The quartet of Hing brothers believes what happens tomorrow is much more important than what happened yesterday, a philosophy instilled in them first by their grandfather Ong Chun Hing and later by their now 91-year-old father, Ally.
“We don’t talk about the past. You just need to worry about the future,” said Michael Hing, third oldest of the brothers who oversees the grocery, produce and meat departments. “To define the history of our family is very difficult because when I was growing up and working for my granddad he never talked about the past. He would tell me and other grandkids, ‘What are you going to do in the future, what are you going to do for better things in life?’”
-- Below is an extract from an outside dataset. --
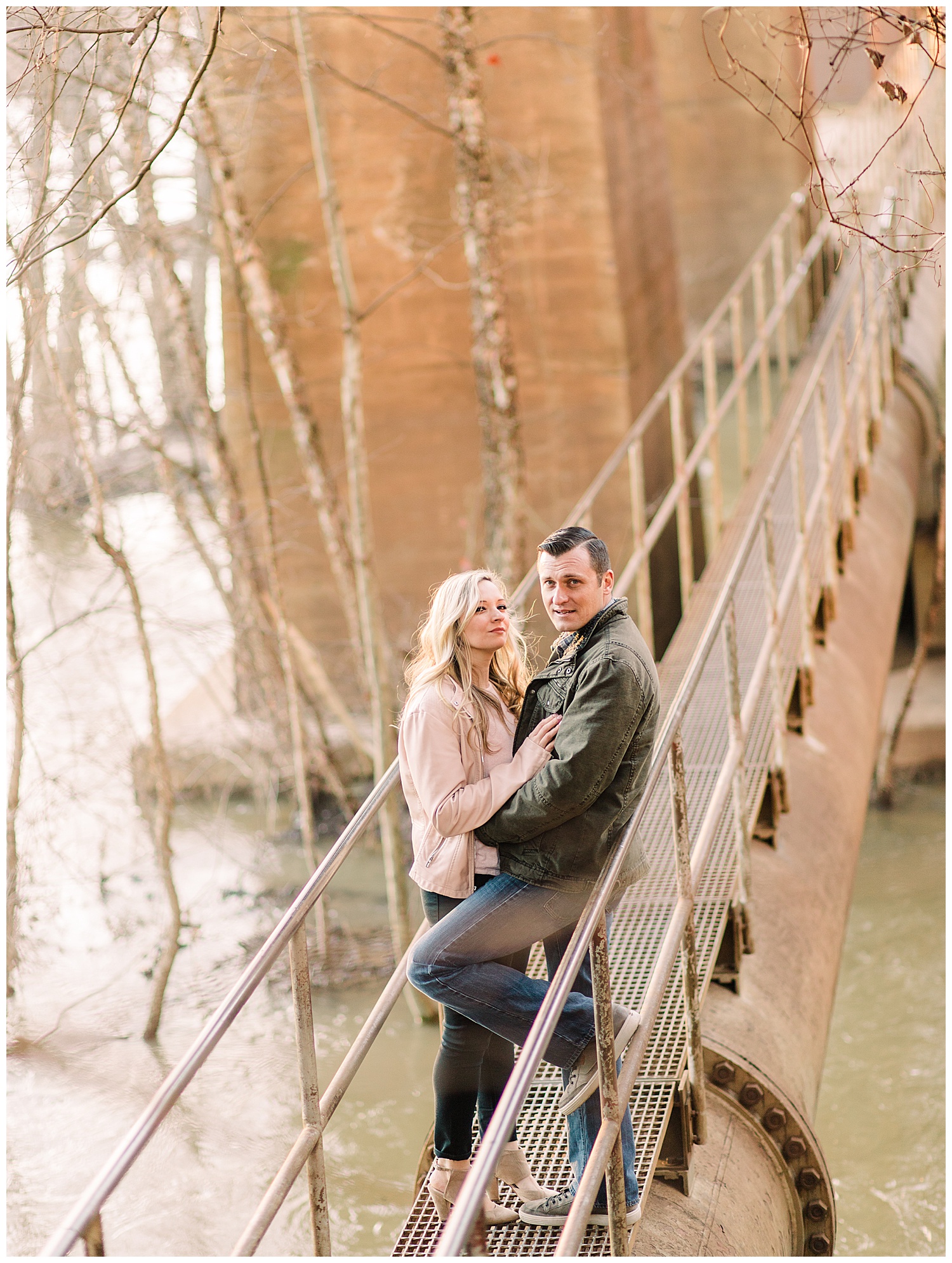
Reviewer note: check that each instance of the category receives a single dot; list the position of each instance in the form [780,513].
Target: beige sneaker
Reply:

O.C. Hing emigrated from China in the early 1900s. He landed first in San Francisco, then moved to Phoenix and finally in the small mining towns of Ray and Sonora — which no longer exist — southeast of Superior and started a restaurant. In 1920, he opened Spring Garden market in Superior on Pinal Avenue and later changed the name to Save Money Market. That building was damaged by a fire in the late 1960s, and the family later reopened the store at its present location on Main Street.
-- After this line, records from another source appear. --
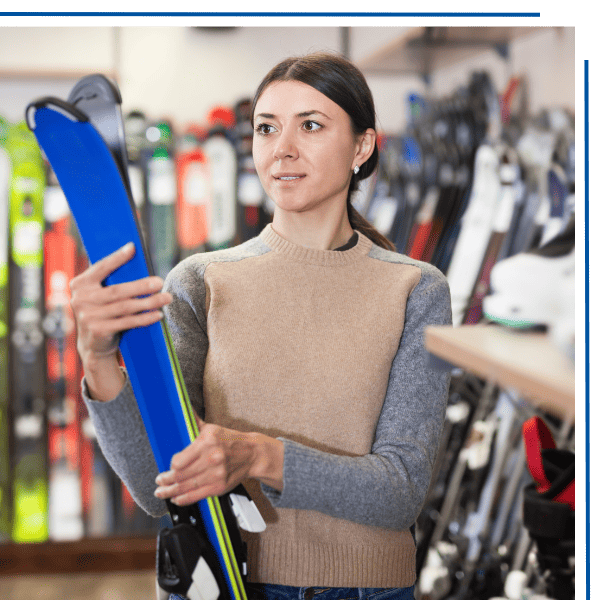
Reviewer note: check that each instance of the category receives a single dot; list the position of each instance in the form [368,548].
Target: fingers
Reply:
[210,466]
[206,476]
[103,312]
[100,270]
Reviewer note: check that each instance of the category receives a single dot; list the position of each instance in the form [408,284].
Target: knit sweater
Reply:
[323,350]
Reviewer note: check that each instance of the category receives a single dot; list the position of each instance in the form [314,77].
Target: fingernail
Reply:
[162,476]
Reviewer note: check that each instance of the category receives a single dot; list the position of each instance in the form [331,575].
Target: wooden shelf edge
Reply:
[504,358]
[414,52]
[20,74]
[89,555]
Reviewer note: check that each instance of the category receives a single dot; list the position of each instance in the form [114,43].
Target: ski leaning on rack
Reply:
[5,488]
[213,563]
[28,372]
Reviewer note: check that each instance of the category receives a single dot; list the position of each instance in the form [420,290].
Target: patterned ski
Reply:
[5,483]
[28,373]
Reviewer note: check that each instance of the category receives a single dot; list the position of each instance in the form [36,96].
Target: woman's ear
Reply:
[366,145]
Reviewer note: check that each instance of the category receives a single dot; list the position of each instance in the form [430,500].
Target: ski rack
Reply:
[104,212]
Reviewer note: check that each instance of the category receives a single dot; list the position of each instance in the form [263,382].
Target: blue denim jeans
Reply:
[257,591]
[260,591]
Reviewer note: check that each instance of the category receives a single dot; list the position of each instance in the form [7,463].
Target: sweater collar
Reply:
[324,258]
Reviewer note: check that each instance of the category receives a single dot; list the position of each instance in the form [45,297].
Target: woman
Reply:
[302,351]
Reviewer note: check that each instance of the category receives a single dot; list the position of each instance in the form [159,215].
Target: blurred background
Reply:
[448,99]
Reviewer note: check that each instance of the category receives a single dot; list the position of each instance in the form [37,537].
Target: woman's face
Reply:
[304,148]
Part of the reason O.C. de-emphasized his past to the next generations, Michael believes, was due to immigrants of the day striving to wash away their histories and begin anew.
“Forget the old ways probably had a lot to do with it. There’s a reason why they fled the country,” he said, adding his grandparents didn’t often share their personal lives even after arriving in America.
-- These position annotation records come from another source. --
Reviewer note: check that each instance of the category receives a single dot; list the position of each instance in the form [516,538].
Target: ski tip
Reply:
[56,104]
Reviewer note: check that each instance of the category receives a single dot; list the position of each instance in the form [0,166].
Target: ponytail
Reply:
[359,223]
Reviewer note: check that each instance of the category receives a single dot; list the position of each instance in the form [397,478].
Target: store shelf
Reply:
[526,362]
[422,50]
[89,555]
“For years I couldn’t understand why my grandmother was able to vote. I never knew she became a citizen. How did she do it? She can’t even speak English, how did she take the American test?”
The move from the first store to the second also initiated O.C.’s retirement and saw son Ally take the reins of the business.
Michael also didn’t know, until later, that his grandfather helped several young people get to college and was a vital member of the Superior community.
“We didn’t know how involved he was in the buildup of Superior through a loan company, housing development, which was a major part of what they called the new addition. I didn’t know how important he was.
“When my granddad did business, it was just business. He never said ‘This is what we did. We built this over here.’ He was always ‘What are you going to do?’”
The lessons in community involvement O.C. established many years ago remained in the Hings’ new store and family, and Michael still lives by them today.
“I find it very fascinating,” Michael said. “I know the price my parents and grandparents paid. Growing up, I worked for my granddad when I was in grade school and learned how to be a carpenter, how to manage property. My handwriting was so good he wanted me to take care of his books. All these contributions, these organizations, hundreds of them. It didn’t dawn on me. I just took care of it. But now I look back and I know what Granddad did with his money — he gave it away, help people out.”
The other three brothers — the eldest Anson, Leroy and the youngest, Richard — also have store responsibilities as do several of their children. Anson, who recently retired as a teacher, works on pricing and maintenance; Leroy works with accounting; and Richard handles overall store operations. All four brothers and their father are college-educated but eventually returned to Superior at Save Money Market and the Hings’ other grocery markets in Coolidge and northside Tucson.
And they work with pride.
“When I see people advertise ‘established in 1950, 1976, been around for 30 years, 40 years,’ I’m like we’ve been around for 100 years,” said Michael, who left the University of Arizona with a degree in agricultural engineering. He also served as Superior’s mayor from 2000-13.
“Maybe I’ve been at this too long. Some days I get tired but I always look forward to coming to the store. It almost feels like yesterday I was in high school working at the store. If you don’t keep innovating, those 100 years don’t mean anything. You get wiped out, right? I’m not going to brag ‘I’ve been here 100 years, and I have a right to be here.’ I got to keep the business moving forward because in a moment you could be here and in a moment you could be gone.
“Yeah, it’s been here awhile, but I just can’t imagine 100 years.”